Thursday, April 7, 2011

Michael Jordan Autograph Deal

This is the first time I've felt that the invisible hand of the economy may be working in my favor. I've got a deal cooking to buy some really good condition Michael Jordan autographs. I know that I will need to find a buyer which may be tough, in this economy, with gas prices, for a high end item like this, but forever the optimist, I'll enjoy displaying them until I find the right buyer. For something this valuable I may need to send them off to PSA authenticators. I'll be looking into a membership, the last time I looked it seemed kinda pricey.

Wednesday, April 6, 2011

Sunny Days Again

The weather is really nice here in Robbinsdale MN. I'm going to play some basketball at the park after dinner. As a follow up on yesterday's post, my appointment went well with my nurse practicioner. We discussed the relative merits of Depakote and she asked me to push through and get some exercise. Even though I'm tired and having plenty of mental issues I'm going to push myself at exercise.

I'm really excited about business at versaglobe.com today, I bought electroniccigaretteguide.com and I think it will have a lot of traffic. I may just resell it for a profit. Also my ad in City Pages runs today. I can't wait to walk over to the corner mart and pick up a copy.

The Robbinsdale Chess Club hosted by Coffee on Broadway was a hit yesterday, with Barb the owner playing, and a few speed games.

Tuesday, April 5, 2011

Psychiatrist Appointment Tomorrow

I see Natalia my Nurse Practicioner tomorrow. I hope she can prescribe some Depakote to help me manage my fluctuations in mood. The last time I was on Depakote it dulled my senses enough for me to have more calm feelings and process in a more linear fashion. Or, maybe I'll try the Valium again to calm down. I bet it would help if I took the coffee and nicotene out of my diet, but at the same time I don't want to be all Quaker and stuff.

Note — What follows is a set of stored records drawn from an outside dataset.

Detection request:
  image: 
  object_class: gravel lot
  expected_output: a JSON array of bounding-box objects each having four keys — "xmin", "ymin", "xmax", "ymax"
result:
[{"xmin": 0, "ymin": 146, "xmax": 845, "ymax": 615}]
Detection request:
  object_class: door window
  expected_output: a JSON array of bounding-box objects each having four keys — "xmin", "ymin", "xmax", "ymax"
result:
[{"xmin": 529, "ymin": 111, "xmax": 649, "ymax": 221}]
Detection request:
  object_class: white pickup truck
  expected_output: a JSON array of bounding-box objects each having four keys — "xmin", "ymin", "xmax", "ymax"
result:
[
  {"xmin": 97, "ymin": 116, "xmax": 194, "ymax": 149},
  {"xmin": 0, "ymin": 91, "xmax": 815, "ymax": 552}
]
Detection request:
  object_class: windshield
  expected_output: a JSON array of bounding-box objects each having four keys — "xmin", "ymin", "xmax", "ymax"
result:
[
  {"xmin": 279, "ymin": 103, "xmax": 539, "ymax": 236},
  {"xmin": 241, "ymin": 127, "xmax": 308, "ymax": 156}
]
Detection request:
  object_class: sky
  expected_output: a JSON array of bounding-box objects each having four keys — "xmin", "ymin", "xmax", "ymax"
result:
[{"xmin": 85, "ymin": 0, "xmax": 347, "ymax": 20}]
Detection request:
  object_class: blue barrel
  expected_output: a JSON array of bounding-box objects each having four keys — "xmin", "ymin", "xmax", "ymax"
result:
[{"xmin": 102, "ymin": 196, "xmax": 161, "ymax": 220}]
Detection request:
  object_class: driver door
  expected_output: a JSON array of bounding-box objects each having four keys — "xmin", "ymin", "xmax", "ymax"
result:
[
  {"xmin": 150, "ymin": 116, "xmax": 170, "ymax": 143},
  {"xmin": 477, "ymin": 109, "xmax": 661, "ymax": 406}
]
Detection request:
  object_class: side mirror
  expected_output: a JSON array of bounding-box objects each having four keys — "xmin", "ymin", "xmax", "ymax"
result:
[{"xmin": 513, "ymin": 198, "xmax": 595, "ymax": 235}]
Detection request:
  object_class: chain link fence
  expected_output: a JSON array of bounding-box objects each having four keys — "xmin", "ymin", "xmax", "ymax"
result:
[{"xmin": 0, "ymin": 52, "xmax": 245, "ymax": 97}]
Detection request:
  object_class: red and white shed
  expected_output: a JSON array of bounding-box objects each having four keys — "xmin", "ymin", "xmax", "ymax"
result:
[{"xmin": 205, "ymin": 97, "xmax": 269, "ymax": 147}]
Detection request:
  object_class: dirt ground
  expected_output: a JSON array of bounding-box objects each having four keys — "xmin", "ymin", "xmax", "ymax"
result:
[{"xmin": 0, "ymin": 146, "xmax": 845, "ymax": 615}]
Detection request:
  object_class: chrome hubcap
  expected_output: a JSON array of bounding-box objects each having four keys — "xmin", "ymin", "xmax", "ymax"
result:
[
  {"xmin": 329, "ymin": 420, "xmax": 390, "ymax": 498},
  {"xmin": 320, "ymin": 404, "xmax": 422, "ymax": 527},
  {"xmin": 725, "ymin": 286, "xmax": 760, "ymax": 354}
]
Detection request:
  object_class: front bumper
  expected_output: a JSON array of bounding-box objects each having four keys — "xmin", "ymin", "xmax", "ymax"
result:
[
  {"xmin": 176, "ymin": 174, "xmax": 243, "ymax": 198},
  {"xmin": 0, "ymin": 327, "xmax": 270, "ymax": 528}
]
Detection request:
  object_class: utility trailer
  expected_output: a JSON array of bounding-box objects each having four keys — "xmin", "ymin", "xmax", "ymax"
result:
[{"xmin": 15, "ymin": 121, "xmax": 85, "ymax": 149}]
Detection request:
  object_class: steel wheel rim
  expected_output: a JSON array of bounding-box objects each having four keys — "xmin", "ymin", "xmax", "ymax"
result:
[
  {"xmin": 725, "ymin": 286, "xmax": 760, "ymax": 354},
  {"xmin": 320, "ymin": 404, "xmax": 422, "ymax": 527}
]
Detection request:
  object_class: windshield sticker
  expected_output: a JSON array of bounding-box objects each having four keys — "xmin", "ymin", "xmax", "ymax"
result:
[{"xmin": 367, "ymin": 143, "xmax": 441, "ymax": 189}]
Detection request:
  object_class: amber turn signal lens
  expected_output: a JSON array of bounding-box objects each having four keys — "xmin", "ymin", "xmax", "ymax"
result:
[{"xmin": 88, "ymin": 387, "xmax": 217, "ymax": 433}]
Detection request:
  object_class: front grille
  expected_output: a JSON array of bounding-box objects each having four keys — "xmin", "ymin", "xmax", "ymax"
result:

On a more positive note, I have 100 lookers and 5 watchers at the Go set I'm selling on Ebay. It would be fun making a living selling things that make life more enjoyable for people of all ages. And, the fun of Ebay has far from worn off :)

Monday, April 4, 2011

Feeling Calm Finally

After a frantic morning, I'm feeling a bit more calm after having a tuna fish sandwich on light Italian bread, and a regular pepsi. I think Easter is making me nervous. I haven't heard from the Y yet, even though I answered their million-question interogation. Another thing thats been bugging me is my hands shaking all the time.

I complain about my environment, even though most of whats bothering me are second-hand accounts of bad things happening to good people, and that's my environment. I feel like I'm able to focus on longer term goals when I'm calm. I'm considering going camping this summer, maybe with coffee shop Nick, it would be a nice change of environment. Lately I've been feeling very steam-punk, cyberpunk, goth, city-side, etc.

I forgot to take my Zoloft this morning, I guess I'll just take it when I get home. This would be a great day to shoot some hoops.

Friday, April 1, 2011

Application to the YMCA

I would really like to become more fit and I believe getting a job at the YMCA is the ticket. I went to the New Hope YMCA with my case worker Rana and the manager on duty was Zabrina, she told me about the available jobs and where to apply online. So I sent in my resume for a Fitness Center position where I would be keeping the machines clean, answering questions, showing people how the equipment works. It would be a great way to make money, at least until my webstore takes off.